Reinforcement Learning Chapter 4: Dynamic Programming (Part 4 — Asynchronous DP & Generalized Policy Iteration)
Chapter 4 Series:
- Part 1 — Policy Iteration
- Part 2 — Policy Iteration in Grid World
- Part 3 — Value Iteration
- Part 4 — Asynchronous DP & Generalized Policy Iteration
Code: https://github.com/nums11/rl
In the last few articles, we’ve learned about Dynamic Programming Methods and seen how they can be applied to a simple RL environment. In this article, I’ll discuss another modification to these algos and how DP plays a role in more advanced RL methods.
Summary
Thus far, we have learned 2 basic Dynamic Programming methods: Policy Iteration and Value Iteration.
Policy Iteration
- Starts with a state value function v and a policy π
- Iteratively evaluates v using the Bellman update for state value functions until v is an accurate representation of vπ
- Improves π by making it greedy with respect to v
- Repeats until convergence
Value Iteration
- Starts with a state value function v
- Iteratively evaluates and improves on v by making greedy expected updates — estimating the value of a state to be based on the action that will lead to maximal return
- Repeats until convergence. Once converged, the optimal policy is trivially derived from v
Asynchronous Dynamic Programming
A major drawback to the DP algo’s we’ve seen so far is that they require a sweep of the state set (looking at all of the next possible states before updating the value of one state).
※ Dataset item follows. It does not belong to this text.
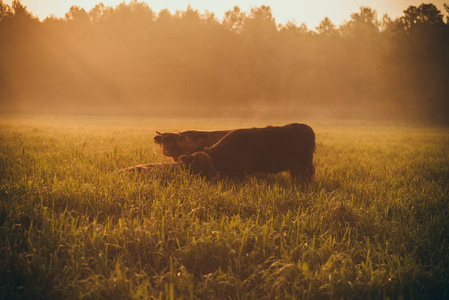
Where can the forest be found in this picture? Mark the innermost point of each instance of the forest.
(129, 59)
- In some environments (e.g. backgammon with 10²⁰ states) this can be an infeasible approach
Asynchronous DP algorithms find many different ways to update the value of the current state without looking at all of the next possible states.
- Could look at only one state before updating the current state value
- Could look at some number n states before updating the current state value
- Could update the value of some particular states multiple times before the value of other states are even updated once
Avoiding this sweep doesn’t mean that there is less computation but rather that the algorithm doesn’t need to get locked into a long sweep before it can make progress on improving a policy. The flexibility of asynchronous DP algorithms can allow an algorithm to progress substantially faster and in a more focused manner in environments with large state spaces.
Generalized Policy Iteration
Generalized Policy Iteration is used to describe the interaction between policy evaluation and policy improvement regardless of the granularity between them.
- In regular Policy Iteration, there is a clear separation of these 2 processes
- In Value Iteration, only a single iteration of policy evaluation is performed between each improvement
- In asynchronous DP methods, they can be interleaved at an even finer grain
Almost all RL methods are described as GPI — all have identifiable policies and value functions with the policies being improved with respect to the value functions and the value functions being driven to accurately represent the policy.
- When the processes stabilize — a policy is found that is greedy with respect to its own value function — then the Bellman Optimality Equation holds and q* and v* have been found
2 key components of DP methods are that they require a complete model of the environment and that they bootstrap — they update their estimates based on other estimates. In the next chapter, we take a look at some other methods that don’t bootstrap nor require a complete model of the environment.